So, wo waren wir stehengeblieben? Achso, Nabelschnur auf Instagram. Jetzt ist der Nachwuchs also da. Im Krankenhaus. Bei Mama nebenan im Beistellbettchen. So klein, so niedlich. Papasein ist echt toll. Aber gleich muss ich nach Hause. Pokerabend mit den Jungs. Was sein muss, muss sein. Der Nachwuchs versteht das schon, schläft ja eh fast den ganzen Tag. Und außerdem habe ich ja später noch zwei Monate Elternzeit beantragt – und sogar widerwillig „genehmigt“ bekommen, weil mein Arbeitgeber keine andere Wahl hat laut Gesetzgebung. Zwei Monate. Zwei Mal der Verzicht auf knapp 35% Prozent meines üppigen Nettogehalts, von dem 90% meiner Mitbürger nur träumen können. Aber dann ist auch Schluss. Mehr Geld will ich dem Staat nun wirklich nicht schenken, wenn ICH statt meiner Frau, die zwar auch gut verdient, weil emanzipierte Frauen heutzutage halt auch (gern) arbeiten, zuhause bleiben müsste, um das Kind zu betreuen.
Vatersein endet nach 60 Tagen, rät dir Papa Staat. Keine Sekunde später.
Nein, also die zwei Monate, die stehen ja im Gesetzestext, zwei Monate bekomme ich (wir) als Familie zusätzlich dieses Elterngeld, wenn ich als Mann meinen väterlichen Pflichten und Rechten nachkomme. Das Maximum rausholen. Keinen Cent verschenken.
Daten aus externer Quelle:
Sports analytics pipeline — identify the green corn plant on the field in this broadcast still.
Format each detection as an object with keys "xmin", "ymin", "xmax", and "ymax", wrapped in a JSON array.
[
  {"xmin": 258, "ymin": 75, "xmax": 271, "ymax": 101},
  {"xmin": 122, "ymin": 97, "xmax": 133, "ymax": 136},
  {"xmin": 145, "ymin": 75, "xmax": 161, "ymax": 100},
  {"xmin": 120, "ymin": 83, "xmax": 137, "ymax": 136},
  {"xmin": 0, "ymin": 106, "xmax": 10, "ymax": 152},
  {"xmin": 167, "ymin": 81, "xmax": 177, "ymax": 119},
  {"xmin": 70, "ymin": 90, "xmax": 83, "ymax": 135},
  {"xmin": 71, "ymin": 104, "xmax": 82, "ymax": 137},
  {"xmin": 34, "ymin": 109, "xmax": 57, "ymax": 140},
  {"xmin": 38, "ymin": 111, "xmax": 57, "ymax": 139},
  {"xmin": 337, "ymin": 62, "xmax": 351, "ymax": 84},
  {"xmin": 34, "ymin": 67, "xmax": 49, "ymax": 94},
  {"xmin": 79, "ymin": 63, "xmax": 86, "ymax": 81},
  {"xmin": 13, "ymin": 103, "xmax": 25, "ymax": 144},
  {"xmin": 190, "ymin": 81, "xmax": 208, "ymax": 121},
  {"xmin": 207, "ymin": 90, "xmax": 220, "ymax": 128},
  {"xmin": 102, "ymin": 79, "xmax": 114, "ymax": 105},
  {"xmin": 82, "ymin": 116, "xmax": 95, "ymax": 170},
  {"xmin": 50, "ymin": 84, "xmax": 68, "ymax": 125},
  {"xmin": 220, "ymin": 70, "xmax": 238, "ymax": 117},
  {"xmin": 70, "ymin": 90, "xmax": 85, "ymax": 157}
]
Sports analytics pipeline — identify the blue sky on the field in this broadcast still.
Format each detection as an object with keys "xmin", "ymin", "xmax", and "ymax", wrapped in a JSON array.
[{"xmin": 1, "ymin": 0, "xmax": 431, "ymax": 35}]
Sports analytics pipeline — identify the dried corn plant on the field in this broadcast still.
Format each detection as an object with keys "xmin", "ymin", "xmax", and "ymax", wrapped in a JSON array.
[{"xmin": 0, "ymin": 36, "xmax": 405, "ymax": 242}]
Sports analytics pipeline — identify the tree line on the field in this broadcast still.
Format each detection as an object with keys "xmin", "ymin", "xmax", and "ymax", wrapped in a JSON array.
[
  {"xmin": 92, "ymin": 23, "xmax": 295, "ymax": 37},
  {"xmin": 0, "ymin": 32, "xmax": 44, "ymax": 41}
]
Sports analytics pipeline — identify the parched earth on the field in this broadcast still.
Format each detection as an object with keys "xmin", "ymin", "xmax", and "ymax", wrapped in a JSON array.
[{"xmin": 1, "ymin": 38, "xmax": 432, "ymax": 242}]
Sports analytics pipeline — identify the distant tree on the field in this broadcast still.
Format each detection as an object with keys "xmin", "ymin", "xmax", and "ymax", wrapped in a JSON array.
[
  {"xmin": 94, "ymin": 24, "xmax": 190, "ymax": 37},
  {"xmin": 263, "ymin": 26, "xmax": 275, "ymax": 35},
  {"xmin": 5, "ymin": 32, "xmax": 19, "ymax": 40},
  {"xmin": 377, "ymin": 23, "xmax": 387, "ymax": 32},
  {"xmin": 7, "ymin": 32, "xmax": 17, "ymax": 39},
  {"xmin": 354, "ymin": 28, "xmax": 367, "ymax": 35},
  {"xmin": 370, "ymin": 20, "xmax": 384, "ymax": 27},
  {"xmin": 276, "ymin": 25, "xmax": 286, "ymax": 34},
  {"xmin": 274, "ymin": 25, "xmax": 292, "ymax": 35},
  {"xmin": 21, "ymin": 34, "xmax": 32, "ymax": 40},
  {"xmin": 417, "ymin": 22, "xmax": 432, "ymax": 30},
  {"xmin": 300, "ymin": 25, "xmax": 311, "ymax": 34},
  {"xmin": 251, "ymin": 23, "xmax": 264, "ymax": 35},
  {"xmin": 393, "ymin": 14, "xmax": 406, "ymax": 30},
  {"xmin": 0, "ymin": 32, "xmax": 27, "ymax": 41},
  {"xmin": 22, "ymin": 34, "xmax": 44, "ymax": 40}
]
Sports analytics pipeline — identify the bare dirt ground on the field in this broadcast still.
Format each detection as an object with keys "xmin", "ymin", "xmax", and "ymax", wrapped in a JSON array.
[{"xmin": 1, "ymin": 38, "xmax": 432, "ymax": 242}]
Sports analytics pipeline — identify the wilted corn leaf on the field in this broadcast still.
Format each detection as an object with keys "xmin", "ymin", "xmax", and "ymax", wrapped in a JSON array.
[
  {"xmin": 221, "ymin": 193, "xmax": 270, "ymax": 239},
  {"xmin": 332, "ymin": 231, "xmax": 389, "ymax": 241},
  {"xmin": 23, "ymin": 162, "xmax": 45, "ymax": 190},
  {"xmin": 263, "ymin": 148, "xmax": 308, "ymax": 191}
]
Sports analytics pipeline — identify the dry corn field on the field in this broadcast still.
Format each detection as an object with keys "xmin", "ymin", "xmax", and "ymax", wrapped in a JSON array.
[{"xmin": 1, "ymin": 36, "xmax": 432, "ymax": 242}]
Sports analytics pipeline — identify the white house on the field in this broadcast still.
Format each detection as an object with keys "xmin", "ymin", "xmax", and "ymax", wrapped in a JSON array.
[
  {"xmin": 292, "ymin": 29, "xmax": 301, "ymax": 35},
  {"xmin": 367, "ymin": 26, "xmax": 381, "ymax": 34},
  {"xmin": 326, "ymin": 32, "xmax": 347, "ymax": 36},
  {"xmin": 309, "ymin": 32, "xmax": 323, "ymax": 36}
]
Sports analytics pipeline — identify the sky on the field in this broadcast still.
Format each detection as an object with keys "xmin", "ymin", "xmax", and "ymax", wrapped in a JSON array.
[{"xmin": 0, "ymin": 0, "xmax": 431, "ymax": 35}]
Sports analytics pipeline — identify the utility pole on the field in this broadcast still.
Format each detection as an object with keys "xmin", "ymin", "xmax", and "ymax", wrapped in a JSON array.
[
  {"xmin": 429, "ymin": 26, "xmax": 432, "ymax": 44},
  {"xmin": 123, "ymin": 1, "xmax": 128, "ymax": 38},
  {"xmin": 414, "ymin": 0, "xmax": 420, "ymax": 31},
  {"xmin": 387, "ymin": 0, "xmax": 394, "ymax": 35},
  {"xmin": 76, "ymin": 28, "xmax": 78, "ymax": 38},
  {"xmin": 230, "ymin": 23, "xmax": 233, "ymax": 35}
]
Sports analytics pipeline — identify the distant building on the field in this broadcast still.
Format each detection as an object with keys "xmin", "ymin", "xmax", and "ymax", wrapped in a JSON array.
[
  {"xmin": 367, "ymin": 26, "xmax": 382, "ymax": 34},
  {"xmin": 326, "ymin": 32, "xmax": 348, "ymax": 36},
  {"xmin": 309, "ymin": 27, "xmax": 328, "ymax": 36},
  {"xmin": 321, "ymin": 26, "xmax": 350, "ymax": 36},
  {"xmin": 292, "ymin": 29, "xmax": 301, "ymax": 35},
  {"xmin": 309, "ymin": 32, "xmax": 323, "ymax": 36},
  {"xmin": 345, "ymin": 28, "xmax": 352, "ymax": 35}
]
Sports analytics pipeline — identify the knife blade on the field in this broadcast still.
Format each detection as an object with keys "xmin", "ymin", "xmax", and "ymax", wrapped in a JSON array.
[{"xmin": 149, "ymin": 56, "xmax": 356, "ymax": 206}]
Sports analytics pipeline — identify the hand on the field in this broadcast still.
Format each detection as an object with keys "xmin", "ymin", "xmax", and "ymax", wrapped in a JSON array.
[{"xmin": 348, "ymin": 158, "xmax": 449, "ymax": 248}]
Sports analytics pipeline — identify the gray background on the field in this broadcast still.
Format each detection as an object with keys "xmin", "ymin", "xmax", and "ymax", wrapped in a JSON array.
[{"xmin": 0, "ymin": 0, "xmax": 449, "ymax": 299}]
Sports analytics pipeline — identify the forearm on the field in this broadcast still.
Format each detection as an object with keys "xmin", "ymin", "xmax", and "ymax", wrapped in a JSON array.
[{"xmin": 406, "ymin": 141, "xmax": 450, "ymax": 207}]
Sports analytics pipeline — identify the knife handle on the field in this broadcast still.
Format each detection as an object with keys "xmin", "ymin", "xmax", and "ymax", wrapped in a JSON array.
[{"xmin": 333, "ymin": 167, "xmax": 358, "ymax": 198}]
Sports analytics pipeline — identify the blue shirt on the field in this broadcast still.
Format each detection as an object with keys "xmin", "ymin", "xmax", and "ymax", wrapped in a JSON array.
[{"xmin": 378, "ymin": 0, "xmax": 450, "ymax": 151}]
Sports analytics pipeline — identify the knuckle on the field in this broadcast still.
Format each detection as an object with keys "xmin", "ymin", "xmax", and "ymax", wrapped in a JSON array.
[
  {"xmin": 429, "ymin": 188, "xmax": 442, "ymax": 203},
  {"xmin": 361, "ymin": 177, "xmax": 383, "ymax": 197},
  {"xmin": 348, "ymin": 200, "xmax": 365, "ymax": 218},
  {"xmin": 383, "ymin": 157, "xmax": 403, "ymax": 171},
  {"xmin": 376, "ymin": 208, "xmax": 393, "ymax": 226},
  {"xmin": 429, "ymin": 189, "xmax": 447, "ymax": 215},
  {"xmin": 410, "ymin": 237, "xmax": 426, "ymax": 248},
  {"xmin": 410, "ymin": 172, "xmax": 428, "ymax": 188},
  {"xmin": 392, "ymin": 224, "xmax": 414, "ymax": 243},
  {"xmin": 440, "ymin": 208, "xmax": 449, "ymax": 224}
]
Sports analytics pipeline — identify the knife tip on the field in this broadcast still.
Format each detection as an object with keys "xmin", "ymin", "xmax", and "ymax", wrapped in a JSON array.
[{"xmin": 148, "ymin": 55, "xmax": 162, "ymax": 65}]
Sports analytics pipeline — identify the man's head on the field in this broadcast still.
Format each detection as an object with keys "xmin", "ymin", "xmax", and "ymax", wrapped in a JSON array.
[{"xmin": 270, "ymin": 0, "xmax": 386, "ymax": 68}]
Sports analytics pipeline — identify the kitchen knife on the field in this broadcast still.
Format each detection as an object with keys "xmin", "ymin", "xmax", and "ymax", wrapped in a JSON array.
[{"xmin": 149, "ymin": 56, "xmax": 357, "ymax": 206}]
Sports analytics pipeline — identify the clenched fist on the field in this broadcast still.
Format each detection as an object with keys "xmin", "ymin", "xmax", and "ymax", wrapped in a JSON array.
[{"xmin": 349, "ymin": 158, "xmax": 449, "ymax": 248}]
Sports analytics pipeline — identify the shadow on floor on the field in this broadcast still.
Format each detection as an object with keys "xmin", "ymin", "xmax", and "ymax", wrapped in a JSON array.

Obwohl du als Papa auch sieben oder acht Monate Elterngeld beantragen könntest. Könntest, wenn du wolltest. Elternzeit mit deinem Kind – sehr sehr gern, aber natürlich nur gemeinsam mit der Mama. Ha, wo kommen wir denn da hin, wenn ich mit den Ratten alleine zuhause bleiben müsste. Anarchie!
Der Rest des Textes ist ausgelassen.